Ora mister Mangia deve però fare i conti con un periodo non brillante, almeno sotto il punto di vista dei risultati
“E’ proprio nei momenti in cui le cose non vanno come desiderato che tutto l’ambiente deve compattarsi, trovando la forza per riprendere a correre lungo la retta via. E’ fondamentale dare continuità ai progetti e alle idee, in società come sul campo, per rendere onore al nome dello Spezia, e mister Mangia ha la nostra piena fiducia, perché è un tecnico che esprime valori importanti, con una lunga gavetta alle spalle e che sa lavorare con i giovani, particolare fondamentale per noi, dato che abbiamo sempre come obiettivo quello di unire il valore sportivo a quello sociale, crescere i giovani all’insegna di valori sani”.
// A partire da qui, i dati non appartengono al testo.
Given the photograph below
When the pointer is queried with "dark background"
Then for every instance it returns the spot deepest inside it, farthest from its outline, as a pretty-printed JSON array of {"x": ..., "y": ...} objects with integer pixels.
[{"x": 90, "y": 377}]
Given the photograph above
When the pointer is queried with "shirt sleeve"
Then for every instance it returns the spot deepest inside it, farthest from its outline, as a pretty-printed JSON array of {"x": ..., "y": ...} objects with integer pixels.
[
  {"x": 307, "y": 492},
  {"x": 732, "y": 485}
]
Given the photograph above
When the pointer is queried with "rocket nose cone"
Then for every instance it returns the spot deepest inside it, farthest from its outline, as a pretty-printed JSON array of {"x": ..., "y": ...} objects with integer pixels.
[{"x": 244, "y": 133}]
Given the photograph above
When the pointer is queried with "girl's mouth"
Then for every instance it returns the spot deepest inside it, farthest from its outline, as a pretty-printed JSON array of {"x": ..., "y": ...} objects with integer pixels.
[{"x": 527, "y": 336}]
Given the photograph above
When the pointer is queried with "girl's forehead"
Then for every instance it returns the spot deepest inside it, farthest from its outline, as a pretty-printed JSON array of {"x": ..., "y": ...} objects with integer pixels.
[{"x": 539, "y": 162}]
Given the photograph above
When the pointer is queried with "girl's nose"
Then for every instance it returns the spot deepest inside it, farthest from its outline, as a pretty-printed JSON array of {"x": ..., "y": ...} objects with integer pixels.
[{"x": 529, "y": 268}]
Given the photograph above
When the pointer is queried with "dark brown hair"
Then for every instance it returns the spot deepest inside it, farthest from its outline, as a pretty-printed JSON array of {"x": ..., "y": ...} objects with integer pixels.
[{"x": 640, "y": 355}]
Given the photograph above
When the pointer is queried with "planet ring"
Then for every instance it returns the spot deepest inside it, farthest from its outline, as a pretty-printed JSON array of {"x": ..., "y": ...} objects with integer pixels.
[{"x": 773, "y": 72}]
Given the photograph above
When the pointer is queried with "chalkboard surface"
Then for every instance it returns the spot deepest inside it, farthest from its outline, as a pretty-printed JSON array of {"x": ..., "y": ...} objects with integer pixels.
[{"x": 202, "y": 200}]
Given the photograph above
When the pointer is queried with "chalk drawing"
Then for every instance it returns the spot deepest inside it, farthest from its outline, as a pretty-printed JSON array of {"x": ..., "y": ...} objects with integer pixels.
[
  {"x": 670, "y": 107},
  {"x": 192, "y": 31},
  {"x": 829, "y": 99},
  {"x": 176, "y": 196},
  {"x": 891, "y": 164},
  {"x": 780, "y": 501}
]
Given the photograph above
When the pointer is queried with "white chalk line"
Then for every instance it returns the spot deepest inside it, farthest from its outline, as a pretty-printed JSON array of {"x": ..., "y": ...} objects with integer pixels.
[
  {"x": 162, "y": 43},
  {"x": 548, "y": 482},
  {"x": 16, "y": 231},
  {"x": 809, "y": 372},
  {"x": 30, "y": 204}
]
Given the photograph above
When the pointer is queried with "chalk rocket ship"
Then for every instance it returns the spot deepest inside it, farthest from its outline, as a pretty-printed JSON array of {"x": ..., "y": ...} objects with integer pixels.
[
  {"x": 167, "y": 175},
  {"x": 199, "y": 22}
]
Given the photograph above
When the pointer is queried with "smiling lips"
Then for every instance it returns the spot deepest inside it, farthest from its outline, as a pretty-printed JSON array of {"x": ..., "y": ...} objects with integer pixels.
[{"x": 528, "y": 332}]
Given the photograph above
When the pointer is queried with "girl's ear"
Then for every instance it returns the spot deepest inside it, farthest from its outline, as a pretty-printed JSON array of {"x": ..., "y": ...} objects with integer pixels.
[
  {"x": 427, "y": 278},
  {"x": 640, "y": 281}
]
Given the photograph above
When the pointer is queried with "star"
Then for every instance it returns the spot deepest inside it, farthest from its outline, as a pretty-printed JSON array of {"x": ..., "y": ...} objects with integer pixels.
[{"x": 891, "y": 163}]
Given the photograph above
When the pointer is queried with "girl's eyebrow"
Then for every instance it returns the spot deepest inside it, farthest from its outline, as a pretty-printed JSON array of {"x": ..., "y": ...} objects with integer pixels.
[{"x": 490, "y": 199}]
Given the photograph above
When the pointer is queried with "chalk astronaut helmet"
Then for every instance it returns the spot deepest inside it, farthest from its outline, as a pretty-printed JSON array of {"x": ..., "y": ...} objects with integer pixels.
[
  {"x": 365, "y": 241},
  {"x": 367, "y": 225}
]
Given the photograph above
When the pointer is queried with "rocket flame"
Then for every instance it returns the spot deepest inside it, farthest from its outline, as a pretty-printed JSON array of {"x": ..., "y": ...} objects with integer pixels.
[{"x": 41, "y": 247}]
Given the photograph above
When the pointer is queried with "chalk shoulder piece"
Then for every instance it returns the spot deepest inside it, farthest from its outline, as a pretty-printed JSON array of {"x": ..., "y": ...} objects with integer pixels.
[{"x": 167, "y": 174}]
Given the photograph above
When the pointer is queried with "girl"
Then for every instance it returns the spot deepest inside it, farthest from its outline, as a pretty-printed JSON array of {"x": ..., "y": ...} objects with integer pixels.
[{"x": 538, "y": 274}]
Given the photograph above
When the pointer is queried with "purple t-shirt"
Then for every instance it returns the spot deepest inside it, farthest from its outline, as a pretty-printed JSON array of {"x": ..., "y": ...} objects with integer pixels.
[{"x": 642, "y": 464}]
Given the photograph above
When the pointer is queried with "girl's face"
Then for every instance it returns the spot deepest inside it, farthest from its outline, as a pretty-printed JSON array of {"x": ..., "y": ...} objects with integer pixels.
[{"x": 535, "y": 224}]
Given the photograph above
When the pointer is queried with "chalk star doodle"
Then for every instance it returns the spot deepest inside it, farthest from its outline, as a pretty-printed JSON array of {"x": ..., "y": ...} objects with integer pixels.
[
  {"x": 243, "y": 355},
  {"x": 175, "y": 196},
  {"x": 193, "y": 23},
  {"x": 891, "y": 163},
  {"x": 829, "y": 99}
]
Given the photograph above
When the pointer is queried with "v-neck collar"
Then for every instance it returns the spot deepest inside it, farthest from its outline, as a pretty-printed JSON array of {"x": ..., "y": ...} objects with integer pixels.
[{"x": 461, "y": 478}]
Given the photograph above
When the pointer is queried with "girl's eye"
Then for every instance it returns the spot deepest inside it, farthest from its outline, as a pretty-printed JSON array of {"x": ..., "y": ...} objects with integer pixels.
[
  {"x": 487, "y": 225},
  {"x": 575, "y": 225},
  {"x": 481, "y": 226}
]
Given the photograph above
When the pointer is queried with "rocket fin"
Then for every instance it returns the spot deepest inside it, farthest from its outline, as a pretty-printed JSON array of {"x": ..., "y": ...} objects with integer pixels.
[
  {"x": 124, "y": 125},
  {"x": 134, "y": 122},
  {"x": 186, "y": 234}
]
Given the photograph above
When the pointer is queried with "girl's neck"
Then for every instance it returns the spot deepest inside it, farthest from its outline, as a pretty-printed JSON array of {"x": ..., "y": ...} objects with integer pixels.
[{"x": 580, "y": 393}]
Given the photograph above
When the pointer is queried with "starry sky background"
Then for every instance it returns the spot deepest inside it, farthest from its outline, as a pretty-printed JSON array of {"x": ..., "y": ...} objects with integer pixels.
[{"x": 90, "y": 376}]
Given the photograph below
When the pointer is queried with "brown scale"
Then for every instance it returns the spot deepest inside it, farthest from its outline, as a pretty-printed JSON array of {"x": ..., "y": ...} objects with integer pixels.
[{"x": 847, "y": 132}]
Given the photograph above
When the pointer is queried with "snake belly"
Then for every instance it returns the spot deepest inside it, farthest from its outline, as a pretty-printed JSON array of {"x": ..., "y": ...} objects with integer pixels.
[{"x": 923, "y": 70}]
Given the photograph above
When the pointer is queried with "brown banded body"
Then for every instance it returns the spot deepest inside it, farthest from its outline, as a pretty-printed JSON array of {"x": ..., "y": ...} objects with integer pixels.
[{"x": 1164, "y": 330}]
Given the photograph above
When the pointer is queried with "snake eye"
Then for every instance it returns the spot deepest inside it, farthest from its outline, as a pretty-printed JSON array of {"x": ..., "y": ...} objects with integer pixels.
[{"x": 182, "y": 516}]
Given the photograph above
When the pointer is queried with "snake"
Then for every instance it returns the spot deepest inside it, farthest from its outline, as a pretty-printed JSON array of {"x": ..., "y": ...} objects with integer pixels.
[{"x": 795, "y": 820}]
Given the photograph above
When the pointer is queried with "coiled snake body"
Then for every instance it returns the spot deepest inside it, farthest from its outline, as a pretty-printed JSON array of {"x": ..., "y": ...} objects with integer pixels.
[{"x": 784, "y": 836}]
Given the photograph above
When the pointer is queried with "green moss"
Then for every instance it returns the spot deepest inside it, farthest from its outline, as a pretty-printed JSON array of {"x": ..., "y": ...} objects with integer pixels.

Per lei il settore giovanile è da sempre una priorità, lo dimostra la costruzione di un centro sportivo all’avanguardia come il ‘Bruno Ferdeghini’, sede dell’attività giovanile e scolastica dello Spezia Calcio. E’ soddisfatto del lavoro svolto sino a questo momento nella ‘cantera’ aquilotta?
“Il nostro settore giovanile sta facendo un ottimo lavoro, lo dimostrano non solo le classifiche dei vari campionati nei quali i nostri ragazzi si cimentano, ma soprattutto le convocazioni nelle varie nazionali giovanili ottenute dai giocatori aquilotti nell’ultimo periodo e questo ci inorgoglisce particolarmente, così come vedere 4-5 ragazzi della Primavera esser convocati in Prima Squadra, sintomo di un lavoro sui giovani efficace anche in quest’ottica”.